Determination (decision)

  1. In accordance with paragraph 52 of the Scheme, there was:
    1. service failure by the landlord in its handling of the ASB case involving the resident and her neighbour;
    2. no maladministration by the landlord in its response to the resident’s request for a different housing officer;
    3. no maladministration by the landlord in its response to the resident’s reports of discrimination due to her age;
    4. service failure by the landlord in its complaint handling.

Reasons

  1. The ASB case involving the resident and her neighbour is a complex one that required the landlord to make a large number of sensitive and balanced decisions. The majority of these decisions were made appropriately and in accordance with the landlord’s ASB policy. However, the landlord’s decision to issue a final warning letter to the resident, seemingly with the sole aim of allowing it to install noise monitoring equipment, was inappropriate and inconsistent with decisions the landlord had made in other circumstances. This decision constituted a misinterpretation of the landlord’s guidance and had a substantial negative impact on the landlord-tenant relationship.
  2. It was reasonable for the landlord to refuse the resident’s request for a different housing officer and to explain the reasons for its decision.
  3. The landlord took appropriate account of all parties’ ages when investigating reports of ASB made by the resident and her neighbour. This formed part of an assessment of vulnerability and risk, and allowed the landlord to offer relevant advice. The landlord’s actions were informed by policy and, in the Ombudsman’s view, were not discriminatory.
  4. The landlord’s stage one and stage two complaint responses, while timely, only meaningfully engaged with the resident’s request for a different housing officer. They did not address a range of other issues raised by the resident in her letter of complaint, which the landlord received before the time of its stage two response. The landlord did not acknowledge the resident’s stage one complaint within the stipulated time, and its stage two response did not answer a question asked by the resident in her escalation request. Due to the limited scope of the landlord’s complaint responses, it did not identify any failures and so did not offer appropriate redress (such as an apology or compensation). It also did not take the opportunity to give reassurance to the resident that all her concerns had been considered.
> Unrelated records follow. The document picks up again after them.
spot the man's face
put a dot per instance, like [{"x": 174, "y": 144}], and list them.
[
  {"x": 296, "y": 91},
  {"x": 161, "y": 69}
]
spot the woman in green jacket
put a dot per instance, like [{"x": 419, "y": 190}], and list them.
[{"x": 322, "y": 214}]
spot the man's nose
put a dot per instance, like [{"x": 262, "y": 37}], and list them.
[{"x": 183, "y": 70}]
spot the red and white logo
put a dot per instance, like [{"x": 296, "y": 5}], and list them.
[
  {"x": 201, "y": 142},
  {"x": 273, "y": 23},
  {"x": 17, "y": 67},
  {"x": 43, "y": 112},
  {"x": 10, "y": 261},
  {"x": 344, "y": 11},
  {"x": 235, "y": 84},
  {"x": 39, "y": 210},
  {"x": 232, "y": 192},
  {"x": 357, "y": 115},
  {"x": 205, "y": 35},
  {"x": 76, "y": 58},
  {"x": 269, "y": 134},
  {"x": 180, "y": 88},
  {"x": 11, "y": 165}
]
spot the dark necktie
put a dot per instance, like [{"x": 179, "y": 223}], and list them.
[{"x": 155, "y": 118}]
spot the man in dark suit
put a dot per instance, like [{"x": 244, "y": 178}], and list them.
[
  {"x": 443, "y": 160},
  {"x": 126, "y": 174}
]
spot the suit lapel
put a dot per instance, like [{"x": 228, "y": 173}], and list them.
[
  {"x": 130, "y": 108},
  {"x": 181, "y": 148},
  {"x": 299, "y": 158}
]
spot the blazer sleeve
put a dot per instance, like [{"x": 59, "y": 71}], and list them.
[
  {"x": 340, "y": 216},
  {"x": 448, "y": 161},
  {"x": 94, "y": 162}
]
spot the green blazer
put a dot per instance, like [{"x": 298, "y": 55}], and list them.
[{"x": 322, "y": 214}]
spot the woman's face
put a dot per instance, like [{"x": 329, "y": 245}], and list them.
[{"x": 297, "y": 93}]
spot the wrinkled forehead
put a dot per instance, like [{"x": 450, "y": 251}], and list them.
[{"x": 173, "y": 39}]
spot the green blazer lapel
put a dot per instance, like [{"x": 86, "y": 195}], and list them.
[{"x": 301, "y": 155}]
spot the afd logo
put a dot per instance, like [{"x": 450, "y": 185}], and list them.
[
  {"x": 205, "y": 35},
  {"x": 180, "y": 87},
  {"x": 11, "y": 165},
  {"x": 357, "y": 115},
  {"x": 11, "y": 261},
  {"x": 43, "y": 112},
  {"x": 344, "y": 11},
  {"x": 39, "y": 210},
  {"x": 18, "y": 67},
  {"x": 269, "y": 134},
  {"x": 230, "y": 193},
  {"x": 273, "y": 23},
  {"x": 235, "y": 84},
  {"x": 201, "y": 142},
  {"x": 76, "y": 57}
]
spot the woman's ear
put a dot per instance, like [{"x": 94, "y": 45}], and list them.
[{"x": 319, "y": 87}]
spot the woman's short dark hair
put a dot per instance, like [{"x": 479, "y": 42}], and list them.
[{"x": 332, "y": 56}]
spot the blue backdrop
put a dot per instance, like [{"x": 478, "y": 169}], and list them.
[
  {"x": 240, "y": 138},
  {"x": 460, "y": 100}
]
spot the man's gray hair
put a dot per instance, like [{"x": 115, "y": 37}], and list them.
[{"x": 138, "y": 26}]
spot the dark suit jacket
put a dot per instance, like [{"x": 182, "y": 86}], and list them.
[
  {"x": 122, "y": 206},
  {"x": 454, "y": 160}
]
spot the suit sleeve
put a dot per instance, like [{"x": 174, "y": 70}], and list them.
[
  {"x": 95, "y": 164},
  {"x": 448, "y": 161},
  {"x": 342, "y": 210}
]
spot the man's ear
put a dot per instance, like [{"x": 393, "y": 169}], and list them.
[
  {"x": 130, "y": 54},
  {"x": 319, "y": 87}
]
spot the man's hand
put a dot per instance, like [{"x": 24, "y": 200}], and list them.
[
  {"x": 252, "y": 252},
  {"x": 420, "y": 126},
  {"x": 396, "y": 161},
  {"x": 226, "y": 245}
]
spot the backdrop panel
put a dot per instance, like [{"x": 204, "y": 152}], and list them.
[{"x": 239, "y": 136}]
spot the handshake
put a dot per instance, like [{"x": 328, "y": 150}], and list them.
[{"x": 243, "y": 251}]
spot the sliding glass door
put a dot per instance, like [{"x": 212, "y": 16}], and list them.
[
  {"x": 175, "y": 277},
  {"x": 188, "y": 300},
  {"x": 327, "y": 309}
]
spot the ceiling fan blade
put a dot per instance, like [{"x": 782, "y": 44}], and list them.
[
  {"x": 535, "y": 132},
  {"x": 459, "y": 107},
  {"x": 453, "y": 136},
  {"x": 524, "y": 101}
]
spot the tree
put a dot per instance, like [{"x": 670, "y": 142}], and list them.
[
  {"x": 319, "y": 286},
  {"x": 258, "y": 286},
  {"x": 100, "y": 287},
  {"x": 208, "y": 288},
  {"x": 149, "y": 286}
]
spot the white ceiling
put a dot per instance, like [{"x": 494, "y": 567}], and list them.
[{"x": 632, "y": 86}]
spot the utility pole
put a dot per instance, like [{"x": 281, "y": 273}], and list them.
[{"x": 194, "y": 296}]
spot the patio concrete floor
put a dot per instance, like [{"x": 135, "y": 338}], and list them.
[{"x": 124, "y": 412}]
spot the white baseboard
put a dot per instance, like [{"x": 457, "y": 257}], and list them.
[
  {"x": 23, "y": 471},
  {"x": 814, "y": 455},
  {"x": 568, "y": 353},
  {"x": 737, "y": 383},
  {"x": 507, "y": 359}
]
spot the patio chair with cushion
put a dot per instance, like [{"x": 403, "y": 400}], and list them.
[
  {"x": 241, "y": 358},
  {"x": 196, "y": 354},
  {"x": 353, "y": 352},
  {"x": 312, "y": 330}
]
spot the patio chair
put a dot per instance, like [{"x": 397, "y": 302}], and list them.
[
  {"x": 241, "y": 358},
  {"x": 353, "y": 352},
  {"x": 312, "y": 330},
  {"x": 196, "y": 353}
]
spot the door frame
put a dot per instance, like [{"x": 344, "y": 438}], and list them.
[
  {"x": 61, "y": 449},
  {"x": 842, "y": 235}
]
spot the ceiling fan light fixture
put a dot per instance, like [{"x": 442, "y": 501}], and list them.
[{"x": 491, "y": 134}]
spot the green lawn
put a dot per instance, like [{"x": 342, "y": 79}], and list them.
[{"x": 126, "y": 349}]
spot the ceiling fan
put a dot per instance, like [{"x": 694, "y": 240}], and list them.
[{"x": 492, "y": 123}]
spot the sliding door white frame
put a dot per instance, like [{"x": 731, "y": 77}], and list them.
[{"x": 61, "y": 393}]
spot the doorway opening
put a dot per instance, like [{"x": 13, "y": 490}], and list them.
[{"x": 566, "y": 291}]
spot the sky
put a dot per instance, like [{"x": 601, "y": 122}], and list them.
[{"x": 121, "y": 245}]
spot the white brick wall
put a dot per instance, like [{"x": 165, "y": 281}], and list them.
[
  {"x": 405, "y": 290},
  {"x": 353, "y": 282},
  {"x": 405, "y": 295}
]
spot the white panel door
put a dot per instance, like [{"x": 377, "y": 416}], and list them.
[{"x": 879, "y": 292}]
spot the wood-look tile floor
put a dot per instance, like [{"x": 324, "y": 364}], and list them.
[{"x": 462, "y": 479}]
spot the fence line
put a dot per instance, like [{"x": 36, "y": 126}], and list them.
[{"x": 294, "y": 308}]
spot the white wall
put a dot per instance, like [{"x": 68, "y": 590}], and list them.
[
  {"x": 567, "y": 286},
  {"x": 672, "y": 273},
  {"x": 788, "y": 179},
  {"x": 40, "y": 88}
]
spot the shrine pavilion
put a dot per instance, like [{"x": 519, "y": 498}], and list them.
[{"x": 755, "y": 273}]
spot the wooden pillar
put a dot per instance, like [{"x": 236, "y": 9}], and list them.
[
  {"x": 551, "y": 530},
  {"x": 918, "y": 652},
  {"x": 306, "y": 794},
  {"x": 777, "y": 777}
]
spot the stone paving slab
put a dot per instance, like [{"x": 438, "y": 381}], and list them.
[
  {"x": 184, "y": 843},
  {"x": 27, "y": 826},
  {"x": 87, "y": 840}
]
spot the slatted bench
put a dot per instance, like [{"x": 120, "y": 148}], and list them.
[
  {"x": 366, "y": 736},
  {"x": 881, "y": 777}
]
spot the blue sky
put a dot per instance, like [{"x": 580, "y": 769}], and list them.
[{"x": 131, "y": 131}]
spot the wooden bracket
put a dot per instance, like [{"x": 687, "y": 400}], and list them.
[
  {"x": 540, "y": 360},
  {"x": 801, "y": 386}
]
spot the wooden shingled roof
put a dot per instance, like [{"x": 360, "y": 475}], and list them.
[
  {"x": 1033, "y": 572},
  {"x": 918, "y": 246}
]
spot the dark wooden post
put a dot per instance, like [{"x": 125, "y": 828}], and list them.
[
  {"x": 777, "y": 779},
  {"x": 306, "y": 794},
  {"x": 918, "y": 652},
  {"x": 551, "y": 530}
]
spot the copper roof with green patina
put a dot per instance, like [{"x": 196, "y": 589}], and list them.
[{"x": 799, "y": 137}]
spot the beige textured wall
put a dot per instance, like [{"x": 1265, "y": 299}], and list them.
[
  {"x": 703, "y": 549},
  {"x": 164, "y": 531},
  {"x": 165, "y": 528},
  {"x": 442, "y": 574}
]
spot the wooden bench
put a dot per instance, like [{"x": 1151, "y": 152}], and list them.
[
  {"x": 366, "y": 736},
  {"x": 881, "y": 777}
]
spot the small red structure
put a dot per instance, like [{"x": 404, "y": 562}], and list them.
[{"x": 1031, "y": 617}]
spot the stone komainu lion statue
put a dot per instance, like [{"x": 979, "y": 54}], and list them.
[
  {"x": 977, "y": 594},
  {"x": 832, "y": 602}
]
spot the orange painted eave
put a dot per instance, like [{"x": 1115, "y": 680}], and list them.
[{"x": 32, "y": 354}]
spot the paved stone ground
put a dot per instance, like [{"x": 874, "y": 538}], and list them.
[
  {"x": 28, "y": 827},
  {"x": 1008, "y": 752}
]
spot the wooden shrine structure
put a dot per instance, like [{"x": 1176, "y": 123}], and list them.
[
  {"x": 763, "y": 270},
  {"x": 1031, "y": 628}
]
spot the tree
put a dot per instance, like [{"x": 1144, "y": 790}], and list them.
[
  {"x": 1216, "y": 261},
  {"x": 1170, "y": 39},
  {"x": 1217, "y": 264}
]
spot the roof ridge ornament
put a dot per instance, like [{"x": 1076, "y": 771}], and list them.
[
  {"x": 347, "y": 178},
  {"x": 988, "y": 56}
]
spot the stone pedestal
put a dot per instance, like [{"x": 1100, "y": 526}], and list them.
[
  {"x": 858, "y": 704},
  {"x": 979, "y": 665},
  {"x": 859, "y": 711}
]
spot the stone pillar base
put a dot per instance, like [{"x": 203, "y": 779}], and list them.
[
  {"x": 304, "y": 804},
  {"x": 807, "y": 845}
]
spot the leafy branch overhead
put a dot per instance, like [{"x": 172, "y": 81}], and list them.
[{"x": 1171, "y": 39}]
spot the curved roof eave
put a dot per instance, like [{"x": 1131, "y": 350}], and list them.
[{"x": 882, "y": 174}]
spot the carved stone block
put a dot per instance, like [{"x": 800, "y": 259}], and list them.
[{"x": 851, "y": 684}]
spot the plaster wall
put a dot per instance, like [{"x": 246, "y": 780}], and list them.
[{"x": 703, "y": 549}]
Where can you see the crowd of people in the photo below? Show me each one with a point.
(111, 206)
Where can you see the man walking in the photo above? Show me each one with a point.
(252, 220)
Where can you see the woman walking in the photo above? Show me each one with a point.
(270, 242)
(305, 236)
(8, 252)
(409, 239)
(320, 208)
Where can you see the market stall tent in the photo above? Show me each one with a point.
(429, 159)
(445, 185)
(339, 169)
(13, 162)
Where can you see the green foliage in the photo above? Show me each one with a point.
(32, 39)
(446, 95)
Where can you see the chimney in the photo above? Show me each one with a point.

Orders and recommendations

Orders

  1. The landlord is ordered to do the following within four weeks of the date of this report:
    1. Apologise to the resident.
    2. Pay the resident £200, comprising:
      1. £100 for its handling of the ASB case involving the resident and her neighbour, in recognition of its service failure in issuing a final warning letter to the resident;
      2. £100 for its complaint handling service failure.
    3. Provide evidence of compliance with the above to this Service.

Recommendations

  1. It is recommended that the landlord ensures its staff who deal with ASB cases are trained in dealing with reports of noise, including the issuing and wording of letters.
  2. It is recommended that the landlord reviews its template letters and tenant handbook to ensure that these refer to the Housing Ombudsman, rather than the Local Government and Social Care Ombudsman, where appropriate.